I know that it was commonly understood, if not actually agreed to among the officers at frontier posts, that each one should reserve the last bullet in his revolver for himself in the event of a horrible contingency. I have known of many officers in the long-ago of my early service among the Indians, who, whenever they went on an expedition against the hostile tribes, invariably had concealed about their persons, easily accessible, a small capsule of prussic acid or some equally potent and swift messenger of death, to be used in case of a possible contingency.
Custer, it will be remembered, was shot through the head, and it was a curious coincidence that two or three of his subordinates whose bodies were found near his had been shot in precisely the same manner.
In view of all these facts, there can be small doubt that those officers carried out the plan of death determined upon, the moment they recognized the hopelessness of their situation.

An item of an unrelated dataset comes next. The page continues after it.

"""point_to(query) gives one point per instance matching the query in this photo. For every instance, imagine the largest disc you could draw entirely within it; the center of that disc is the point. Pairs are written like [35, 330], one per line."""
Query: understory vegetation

That the story of Rain-in-the-face, if he ever told it, is not at all likely to be the truth, may be inferred from the fact that the average Indian, as I know him, when discoursing of his own prowess is the most unconscionable liar, and the truth is not in him. Of course if Rain-in-the-face could prevail upon a newspaper correspondent to flatter him in regard to the part he took in a battle in which a great white warrior was defeated, he would rather lie to that correspondent than not; and that is just what Rain-in-the-face did in this instance—provided, always, that the correspondent did not invent the whole tale.
The truth of how Custer came to his death can never absolutely be known, for out of that awfully unequal conflict there came but one miserable Crow Indian and Col. Keogh's celebrated horse "Comanche," alive. From the fact that the great soldier was not scalped, the theory I have suggested is certainly more plausible, and will be accepted by all who are familiar with the customs of the Indians, than that story which has made the rounds of the newspapers a dozen times.